Of course, the JD is more concerned with advertising rates than it is with media consolidation and this story seems to be about a possible buyout on the way in another part of the country. Nonetheless, our communities would be much better served if our newspapers weren't owned by far-away entities who encourage the small-town, don't offend advertisers and subscribers mentality that seems to permeate every bit of reporting in their newspapers around here. I'm glad to see this one way or the other.

Just a note 

An AP article about Jim Bernhard is headlined "No specifics from new Dem chair on "Louisiana agenda"

I guess he's already accomplished the first goal on his list to "Sign checks over to the Bush inauguration fund."

...don't get me wrong, I don't think it's a big deal that the Shaw Group donated to the cause, but doesn't anyone in the Democratic Party see the enormous conflict of interest that the head of one of the state's last Fortune 500s should also be running the party machinery. Can he really be expected to be an honest leader of Louisiana Democrats if in his private life he is trying to curry favor with the President? WTF?

Bonus Games 

I've been relying on these a little too much to satiate the desire for more content due to the lack of posting of late, but whatever. Anyway, get points by launching your egg from one platform to the next. This one is more addicting than the last few games, and it has the added bonus of giving you a dozen "lives" so no frustration of starting over from the beginning every time you fail.

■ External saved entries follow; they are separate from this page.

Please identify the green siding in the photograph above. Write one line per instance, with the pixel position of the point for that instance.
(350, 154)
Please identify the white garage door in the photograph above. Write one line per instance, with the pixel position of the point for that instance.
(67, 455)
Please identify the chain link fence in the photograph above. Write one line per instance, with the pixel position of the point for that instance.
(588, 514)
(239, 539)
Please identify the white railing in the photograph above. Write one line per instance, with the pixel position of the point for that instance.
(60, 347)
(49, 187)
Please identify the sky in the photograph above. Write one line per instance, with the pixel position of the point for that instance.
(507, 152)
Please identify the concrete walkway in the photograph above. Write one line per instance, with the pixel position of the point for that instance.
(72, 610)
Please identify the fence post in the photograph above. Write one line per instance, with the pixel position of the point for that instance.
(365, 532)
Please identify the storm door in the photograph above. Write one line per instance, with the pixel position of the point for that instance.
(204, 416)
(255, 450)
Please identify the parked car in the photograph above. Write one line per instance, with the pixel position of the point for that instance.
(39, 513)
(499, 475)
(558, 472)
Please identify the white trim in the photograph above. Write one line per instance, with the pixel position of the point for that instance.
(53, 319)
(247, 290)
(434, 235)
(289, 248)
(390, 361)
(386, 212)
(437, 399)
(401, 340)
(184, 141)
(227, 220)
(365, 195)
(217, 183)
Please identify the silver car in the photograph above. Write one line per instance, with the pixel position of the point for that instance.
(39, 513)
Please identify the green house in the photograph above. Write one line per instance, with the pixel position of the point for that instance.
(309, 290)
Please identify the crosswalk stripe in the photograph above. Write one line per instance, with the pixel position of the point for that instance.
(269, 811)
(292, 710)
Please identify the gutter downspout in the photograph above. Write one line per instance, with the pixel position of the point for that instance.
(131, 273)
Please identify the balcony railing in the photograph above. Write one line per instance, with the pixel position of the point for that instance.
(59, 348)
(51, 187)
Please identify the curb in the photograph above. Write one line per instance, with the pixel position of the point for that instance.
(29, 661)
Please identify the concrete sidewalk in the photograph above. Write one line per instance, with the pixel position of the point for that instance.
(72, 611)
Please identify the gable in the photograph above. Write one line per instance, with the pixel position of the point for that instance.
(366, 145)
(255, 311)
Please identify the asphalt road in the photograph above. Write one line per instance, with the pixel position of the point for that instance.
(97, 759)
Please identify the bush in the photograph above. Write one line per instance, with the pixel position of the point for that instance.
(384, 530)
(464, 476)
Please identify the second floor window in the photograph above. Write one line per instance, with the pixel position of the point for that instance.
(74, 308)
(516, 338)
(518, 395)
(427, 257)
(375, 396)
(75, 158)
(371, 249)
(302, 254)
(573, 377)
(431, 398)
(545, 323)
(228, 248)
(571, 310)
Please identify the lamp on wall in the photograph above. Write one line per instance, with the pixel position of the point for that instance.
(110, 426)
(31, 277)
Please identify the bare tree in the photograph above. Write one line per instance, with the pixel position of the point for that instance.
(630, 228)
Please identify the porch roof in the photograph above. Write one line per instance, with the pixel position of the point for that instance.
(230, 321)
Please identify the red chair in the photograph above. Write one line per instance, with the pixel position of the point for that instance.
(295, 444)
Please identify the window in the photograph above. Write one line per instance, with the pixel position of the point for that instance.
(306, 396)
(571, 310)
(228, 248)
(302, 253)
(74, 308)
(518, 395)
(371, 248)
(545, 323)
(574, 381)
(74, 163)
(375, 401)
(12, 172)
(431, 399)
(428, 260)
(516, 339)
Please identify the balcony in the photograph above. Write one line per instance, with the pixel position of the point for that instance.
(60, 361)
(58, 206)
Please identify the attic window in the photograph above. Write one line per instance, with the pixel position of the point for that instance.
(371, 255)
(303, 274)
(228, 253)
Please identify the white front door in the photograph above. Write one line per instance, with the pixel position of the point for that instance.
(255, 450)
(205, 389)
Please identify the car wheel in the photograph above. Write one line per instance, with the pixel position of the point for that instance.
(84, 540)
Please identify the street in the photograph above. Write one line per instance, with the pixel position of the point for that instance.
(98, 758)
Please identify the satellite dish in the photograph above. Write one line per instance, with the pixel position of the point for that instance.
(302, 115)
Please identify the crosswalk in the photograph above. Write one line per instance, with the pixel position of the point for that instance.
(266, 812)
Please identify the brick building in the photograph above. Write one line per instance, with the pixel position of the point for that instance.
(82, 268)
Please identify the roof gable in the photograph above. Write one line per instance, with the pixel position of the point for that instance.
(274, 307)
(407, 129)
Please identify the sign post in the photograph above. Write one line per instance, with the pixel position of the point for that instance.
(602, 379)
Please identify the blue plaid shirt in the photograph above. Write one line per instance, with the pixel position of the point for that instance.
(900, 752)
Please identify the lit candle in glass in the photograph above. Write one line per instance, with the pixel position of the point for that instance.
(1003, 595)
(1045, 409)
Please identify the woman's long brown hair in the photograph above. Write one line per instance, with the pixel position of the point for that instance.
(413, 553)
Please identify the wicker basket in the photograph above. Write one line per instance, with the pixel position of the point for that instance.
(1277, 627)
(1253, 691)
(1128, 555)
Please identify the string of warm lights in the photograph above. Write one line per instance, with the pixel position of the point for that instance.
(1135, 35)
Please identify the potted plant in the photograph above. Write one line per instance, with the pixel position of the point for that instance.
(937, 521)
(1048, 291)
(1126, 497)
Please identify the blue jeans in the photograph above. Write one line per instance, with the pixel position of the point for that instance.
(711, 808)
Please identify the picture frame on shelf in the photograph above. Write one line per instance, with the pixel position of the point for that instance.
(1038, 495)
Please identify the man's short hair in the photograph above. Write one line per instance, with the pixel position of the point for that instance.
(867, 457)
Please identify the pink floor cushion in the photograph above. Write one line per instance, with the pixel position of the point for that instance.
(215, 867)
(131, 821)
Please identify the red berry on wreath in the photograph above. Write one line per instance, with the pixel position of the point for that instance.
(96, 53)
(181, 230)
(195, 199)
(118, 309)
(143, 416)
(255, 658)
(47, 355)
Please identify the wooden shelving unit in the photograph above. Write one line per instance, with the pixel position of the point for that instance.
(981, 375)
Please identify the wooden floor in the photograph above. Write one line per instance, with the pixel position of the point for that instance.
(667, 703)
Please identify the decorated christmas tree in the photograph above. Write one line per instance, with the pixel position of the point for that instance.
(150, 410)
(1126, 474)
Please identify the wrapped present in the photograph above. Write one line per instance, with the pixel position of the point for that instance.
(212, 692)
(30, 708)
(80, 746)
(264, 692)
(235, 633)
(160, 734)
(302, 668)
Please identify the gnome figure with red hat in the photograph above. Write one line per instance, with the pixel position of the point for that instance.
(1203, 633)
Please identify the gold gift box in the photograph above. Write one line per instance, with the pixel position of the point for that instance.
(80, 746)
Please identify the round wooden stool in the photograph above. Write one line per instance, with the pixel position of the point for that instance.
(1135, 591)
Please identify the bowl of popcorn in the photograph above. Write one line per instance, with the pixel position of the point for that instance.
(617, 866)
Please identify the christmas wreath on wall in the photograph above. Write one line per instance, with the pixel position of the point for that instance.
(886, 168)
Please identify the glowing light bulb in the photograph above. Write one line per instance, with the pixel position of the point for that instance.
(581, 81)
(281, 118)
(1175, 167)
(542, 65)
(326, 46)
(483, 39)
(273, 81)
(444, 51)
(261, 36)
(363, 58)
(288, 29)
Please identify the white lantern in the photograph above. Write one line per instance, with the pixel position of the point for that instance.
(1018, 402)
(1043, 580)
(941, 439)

And here's more proof of the snow in New Orleans on Christmas dayHere's reason to be thankful we live in the warmth of subtropical Louisiana. My sister-in-law took this one before things got out of hand in Boston this weekend.
We're not in Kansas anymore
Thanks to ImageShack for free photo hosting.

Odom's sugar mills 

Sorry about the absence this weekend, but it was filled with multiple family birthdays and two extremely boring football games. Blogging will be light for the next week or so as well as I tend to some things around the homestead.

At any rate, I need to point out at least one thing you may not have seen this weekend. Surely you won't be surprised by the Republican legislators who have come out strongly against Bob Odom's designs on an $85 million facility to refine sugar. What you might have missed was the Saturday article where Bob Odom, currently the longest serving official in a single statewide office, seems to come completely unhinged at the very idea that there might be opposition to his ill-conceived venture. Here he's quoted in the Advocate on Saturday morning:
Blanco's caution at spending state money on a sugar plant, after two have recently closed, puts the governor at odds with the longest-serving statewide elected official.

Odom said, "I don't care what she wants."


Blanco said Friday that she's concerned about the recent closure of two sugar mills in Iberia Parish and the long-term viability of the sugar industry.

"I think a solid feasibility study is in order," she said.


Reacting to Blanco's decision in an interview on Friday, Odom vacillated from saying the governor's welcome to conduct a feasibility study to blasting her for giving money to the Saints football team and Union Tank Car.

Odom defended the plant project, saying farmers in the Alexandria area are having to haul cane long distances because there's no local syrup plant.

The hauls increase the wear and tear on the roads and raise the risk of accidents involving cane trucks, he said.

"The governor would be responsible for anyone getting killed in a cane truck (if the project fails)," Odom said.
That's right, multi-million dollar syrup plant=public safety. Now I get it.